As Jim arrived at Nellis to begin his combat training, his confidence level was soaring owing to the fact that he had graduated from single-engine pilot school near the top of his class. But he knew that flying at Nellis was going to be a unique experience. From all the stories Jim had heard about Nellis back at Webb, he hoped he would score high enough while staying alive at the same time. There was even an adage being passed around the various single-engine pilot schools that basically said, “If you can survive Nellis, then Korea should be no problem.” This saying became clear for one of Jim's former 52-F classmates who had been assigned to Nellis.
When this pilot had first arrived and was checking into his room at the Bachelor Officers Quarters, he saw something going on in the room next door, a scene that he soon learned occurred frequently at Nellis. He noticed that someone was gathering the personal effects of the occupant in the room, and was told that four guys had been killed the week before because of target fixation, midair collisions, and other mishaps.

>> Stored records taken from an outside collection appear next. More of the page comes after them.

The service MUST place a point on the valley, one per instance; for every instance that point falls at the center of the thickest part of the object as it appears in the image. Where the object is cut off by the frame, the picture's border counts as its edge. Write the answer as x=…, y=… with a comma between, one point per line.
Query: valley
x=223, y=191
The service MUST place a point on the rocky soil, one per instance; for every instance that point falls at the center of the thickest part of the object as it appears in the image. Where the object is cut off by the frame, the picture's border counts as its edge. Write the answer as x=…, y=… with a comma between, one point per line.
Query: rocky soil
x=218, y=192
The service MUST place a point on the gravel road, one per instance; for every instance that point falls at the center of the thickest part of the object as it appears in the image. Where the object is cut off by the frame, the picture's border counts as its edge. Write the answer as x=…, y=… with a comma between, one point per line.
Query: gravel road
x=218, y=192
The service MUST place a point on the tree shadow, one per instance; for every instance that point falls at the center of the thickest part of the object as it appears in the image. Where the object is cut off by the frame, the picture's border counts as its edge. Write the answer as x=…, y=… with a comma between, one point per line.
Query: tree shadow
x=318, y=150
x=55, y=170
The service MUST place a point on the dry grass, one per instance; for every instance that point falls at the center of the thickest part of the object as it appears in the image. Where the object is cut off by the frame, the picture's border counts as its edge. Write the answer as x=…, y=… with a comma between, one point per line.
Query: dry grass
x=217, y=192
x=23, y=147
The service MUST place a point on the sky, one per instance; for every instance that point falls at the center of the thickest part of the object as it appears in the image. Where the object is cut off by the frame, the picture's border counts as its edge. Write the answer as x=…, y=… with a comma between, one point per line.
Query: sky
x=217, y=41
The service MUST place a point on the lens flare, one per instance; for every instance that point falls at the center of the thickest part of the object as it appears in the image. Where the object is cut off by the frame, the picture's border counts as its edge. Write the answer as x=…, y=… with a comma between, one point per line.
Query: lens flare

The flying that took place while these guys were cadets had been mild compared to Nellis. Accidents had occurred at some of the different training bases, including a few fatal ones, such as what happened to Charles Barfield at Webb. But Nellis was the big time and it didn't take long before they found this out directly.

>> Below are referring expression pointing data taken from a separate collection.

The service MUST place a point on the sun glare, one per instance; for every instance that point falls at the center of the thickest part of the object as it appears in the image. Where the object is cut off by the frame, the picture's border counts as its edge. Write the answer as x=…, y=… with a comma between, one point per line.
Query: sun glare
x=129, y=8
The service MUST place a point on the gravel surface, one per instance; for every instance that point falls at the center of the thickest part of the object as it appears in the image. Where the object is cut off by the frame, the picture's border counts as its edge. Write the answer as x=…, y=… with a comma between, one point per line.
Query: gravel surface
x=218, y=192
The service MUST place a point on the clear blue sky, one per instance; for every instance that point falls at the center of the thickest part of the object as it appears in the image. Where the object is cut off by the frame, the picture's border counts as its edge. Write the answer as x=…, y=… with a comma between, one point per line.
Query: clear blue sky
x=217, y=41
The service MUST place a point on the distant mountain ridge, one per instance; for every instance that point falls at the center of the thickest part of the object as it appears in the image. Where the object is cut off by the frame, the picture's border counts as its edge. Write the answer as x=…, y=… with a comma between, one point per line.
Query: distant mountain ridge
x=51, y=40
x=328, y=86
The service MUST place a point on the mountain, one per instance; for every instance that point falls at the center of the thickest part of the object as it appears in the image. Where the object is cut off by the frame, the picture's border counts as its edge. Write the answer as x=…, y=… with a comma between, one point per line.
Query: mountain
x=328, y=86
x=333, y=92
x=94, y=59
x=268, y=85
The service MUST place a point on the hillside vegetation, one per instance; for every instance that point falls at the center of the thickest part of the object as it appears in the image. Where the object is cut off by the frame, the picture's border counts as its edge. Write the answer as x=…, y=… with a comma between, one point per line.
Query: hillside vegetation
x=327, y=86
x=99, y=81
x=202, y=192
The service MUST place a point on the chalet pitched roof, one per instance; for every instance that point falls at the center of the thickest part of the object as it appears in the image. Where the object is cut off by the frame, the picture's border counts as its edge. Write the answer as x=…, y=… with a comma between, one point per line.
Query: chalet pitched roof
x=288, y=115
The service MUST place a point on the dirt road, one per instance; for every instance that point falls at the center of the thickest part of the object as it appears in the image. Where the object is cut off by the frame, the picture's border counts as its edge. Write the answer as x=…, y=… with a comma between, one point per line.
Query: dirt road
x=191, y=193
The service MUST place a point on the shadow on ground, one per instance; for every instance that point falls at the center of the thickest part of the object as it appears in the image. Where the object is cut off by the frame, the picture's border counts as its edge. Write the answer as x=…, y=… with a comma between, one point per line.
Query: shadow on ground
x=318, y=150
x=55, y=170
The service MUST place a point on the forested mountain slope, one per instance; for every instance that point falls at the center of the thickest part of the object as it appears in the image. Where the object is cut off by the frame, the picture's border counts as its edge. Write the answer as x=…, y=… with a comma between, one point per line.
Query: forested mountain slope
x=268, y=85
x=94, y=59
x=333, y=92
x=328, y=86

During their initial briefing in the base auditorium, the new pilots arriving at Nellis were welcomed by Col. Clay Tice, Jr., the commanding officer of the 3595th Flying Training Group. He had been a former P-38 fighter pilot who led the 49th Fighter Group during the latter part of World War II. Colonel Tice was well known for his straightforward approach and overly aggressive leadership style that personified the training program at Nellis.

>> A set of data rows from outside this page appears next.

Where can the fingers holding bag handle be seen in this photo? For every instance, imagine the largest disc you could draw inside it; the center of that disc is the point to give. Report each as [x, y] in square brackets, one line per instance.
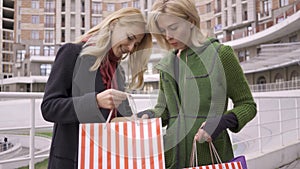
[213, 152]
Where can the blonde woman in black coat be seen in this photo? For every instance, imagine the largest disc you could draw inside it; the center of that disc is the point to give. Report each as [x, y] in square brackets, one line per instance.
[86, 82]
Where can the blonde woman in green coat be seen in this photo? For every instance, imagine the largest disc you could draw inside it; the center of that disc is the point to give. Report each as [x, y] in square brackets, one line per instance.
[197, 78]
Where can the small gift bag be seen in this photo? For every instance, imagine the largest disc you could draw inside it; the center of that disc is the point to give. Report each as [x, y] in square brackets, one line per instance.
[236, 163]
[121, 145]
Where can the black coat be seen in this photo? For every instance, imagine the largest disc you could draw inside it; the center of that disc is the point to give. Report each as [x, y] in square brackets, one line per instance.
[70, 99]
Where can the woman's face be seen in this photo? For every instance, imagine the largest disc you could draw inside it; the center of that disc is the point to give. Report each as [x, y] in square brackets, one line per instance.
[176, 31]
[125, 38]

At the briefing, Colonel Tice gave his classic speech. He said, "Welcome to Nellis Air Force Base men, the finest fighter weapons school in the world. We're going to do one of three things to you here—wash you out, kill you, or make you one of the best fighter pilots in the world. The choice is yours."
These guys quickly learned that training at Nellis was going to be hard-hitting, relentless, and with no room for errors. To prove this point, the motto of the 3595th Flying Training Group was "Every man a tiger," and Colonel Tice even had his personal F-86 adorned with this animal, and the motto written underneath. The gun panel on the left side of the fuselage had multiple rows of painted red stars with the words “Over 500 MiGs destroyed by Nellis-trained pilots” emblazoned diagonally across the rows.
The idea was to form an aggressive attitude among the new pilots, not letting them get slack in performing the proper maneuvers and tactics. After all, this wasn't single-engine pilot school anymore; it was combat training. Every battle condition was presented on the desert ranges to give these guys a realistic scenario of what they might experience when they got to Korea. Many times, the new pilots would even engage in "rat races" where they tried to outmaneuver each other as in a dogfight. There were many occasions, especially while flying F-80s out to the bombing range, when "aggressor" pilots flying F-86 Sabres would swoop down from above creating a swirl of activity. A lot of times when this happened, too much fuel was burned up while getting away, and the pilots in the F-80s had to return to base without releasing a single practice bomb on the range.
But again, this was Nellis. The instructors were some of the best in the Air Force. Most of them had combat experience in Korea, with a few having fought also during World War II. Their message to the students was simple. They said, “Anytime you are in the air at Nellis, you are fair game for anyone.” And they backed this up with liberal "bounces" anywhere and anytime. Even while on a bombing or strafing mission, a pilot had to be constantly looking over his shoulder. The instructors who flew these aggressor aircraft kept their gun cameras on at all times, and if any one of them came back with a pilot’s tail number on his gun camera film, then he was in big trouble.
Some of the instructors were aces, having been assigned to Nellis to sharpen the skills of these untrained fighter pilots. A couple notable ones were Maj. Frederick C. "Boots" Blesse with 10 MiGs to his credit, and Capt. Iven C. Kincheloe, Jr. with five. Blesse arrived at Nellis in December, two months after Jim began his training. He started out as an instructor, but later moved up to be one of the squadron commanders. Captain Kinchloe arrived in early 1953, during the second phase of training when the guys were flying F-86s in multiple training exercises. These young pilots looked up to all these combat veterans with total admiration, absorbing every word that was spoken, and trying to emulate their talent out on the range.